Calculate DNA and RNA concentration from absorbance at 260nm
DNA concentration is calculated using the Beer-Lambert Law: A = εlc, where A is absorbance at 260 nm, ε is the extinction coefficient, l is the path length, and c is concentration. For double-stranded DNA, an A260 of 1.0 equals 50 µg/mL. The calculator applies the appropriate coefficient based on your nucleic acid type.
Accurate DNA concentration measurement is critical for downstream applications like PCR, cloning, sequencing, and transfection. Too little DNA leads to failed experiments; too much can inhibit enzymatic reactions. Precise quantification ensures reproducible results, saves expensive reagents, and prevents weeks of troubleshooting failed experiments in molecular biology laboratories.
The A260/A280 ratio assesses nucleic acid purity. Pure DNA has a ratio of ~1.8; pure RNA is ~2.0. Ratios below these indicate protein contamination (proteins absorb at 280 nm). The A260/A230 ratio checks for organic solvent contamination—values of 2.0-2.2 indicate clean samples. Both ratios together give a complete picture of sample quality.
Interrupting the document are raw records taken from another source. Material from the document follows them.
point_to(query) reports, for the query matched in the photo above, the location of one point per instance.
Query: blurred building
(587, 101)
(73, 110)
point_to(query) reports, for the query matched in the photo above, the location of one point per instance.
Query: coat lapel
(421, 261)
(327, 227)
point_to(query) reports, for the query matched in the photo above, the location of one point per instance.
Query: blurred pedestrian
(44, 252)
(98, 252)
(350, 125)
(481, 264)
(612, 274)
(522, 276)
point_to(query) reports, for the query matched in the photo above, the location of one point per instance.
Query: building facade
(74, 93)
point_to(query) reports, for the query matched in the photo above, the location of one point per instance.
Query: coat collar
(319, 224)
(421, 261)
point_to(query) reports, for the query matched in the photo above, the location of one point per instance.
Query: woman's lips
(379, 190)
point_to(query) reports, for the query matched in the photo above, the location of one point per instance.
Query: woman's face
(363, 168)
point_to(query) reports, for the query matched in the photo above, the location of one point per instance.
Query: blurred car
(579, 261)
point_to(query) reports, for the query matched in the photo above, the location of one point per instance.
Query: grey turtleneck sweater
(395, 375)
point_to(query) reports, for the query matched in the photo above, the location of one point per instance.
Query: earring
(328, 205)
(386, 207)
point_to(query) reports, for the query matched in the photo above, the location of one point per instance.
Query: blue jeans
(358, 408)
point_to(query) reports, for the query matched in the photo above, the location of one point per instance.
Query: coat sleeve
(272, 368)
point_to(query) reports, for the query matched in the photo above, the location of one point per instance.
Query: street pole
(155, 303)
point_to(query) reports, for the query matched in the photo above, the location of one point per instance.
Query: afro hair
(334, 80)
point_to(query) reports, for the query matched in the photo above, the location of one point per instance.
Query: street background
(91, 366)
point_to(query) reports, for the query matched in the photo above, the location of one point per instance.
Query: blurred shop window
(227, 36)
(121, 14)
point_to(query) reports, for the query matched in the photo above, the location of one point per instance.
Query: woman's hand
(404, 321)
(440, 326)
Blank your spectrophotometer with the same buffer used to dissolve your DNA. Ensure absorbance readings fall between 0.1 and 1.0 for accuracy—dilute concentrated samples. Use nuclease-free water and clean cuvettes. For very low concentrations, fluorometric methods (like Qubit) are more accurate than spectrophotometry. Always measure in duplicate for reliability.
Spectrophotometric measurement at 260 nm (A260) is the standard method for quantifying nucleic acids. Nucleic acids have an absorption maximum at 260 nm due to the aromatic rings in their nitrogenous bases.
Indicates protein contamination:
Indicates organic compound contamination:
The A260/A280 ratio measures nucleic acid purity by comparing absorbance at 260 nm (where DNA absorbs) to 280 nm (where proteins absorb). Pure DNA has a ratio of approximately 1.8, and pure RNA has a ratio of approximately 2.0. A ratio below 1.6 indicates significant protein contamination, while a ratio above 2.0 in a DNA sample may indicate RNA contamination. This ratio is the most common quick check for sample quality.
For standard PCR, 1 to 10 nanograms of genomic DNA template per 50-microliter reaction is typical. For plasmid DNA, 0.1 to 1 nanogram is usually sufficient. Too much template DNA can inhibit the reaction or produce non-specific amplification, while too little may result in no product. Always check your specific protocol, as optimal concentrations vary depending on the polymerase, target sequence, and application.
Use the dilution formula C1V1 = C2V2, where C1 is your current concentration, V1 is the volume of DNA to use, C2 is your desired concentration, and V2 is the final volume. For example, to dilute 100 ng/uL DNA to 10 ng/uL in a final volume of 50 uL, calculate V1 = (10 x 50) / 100 = 5 uL of DNA stock, then add 45 uL of nuclease-free water or TE buffer.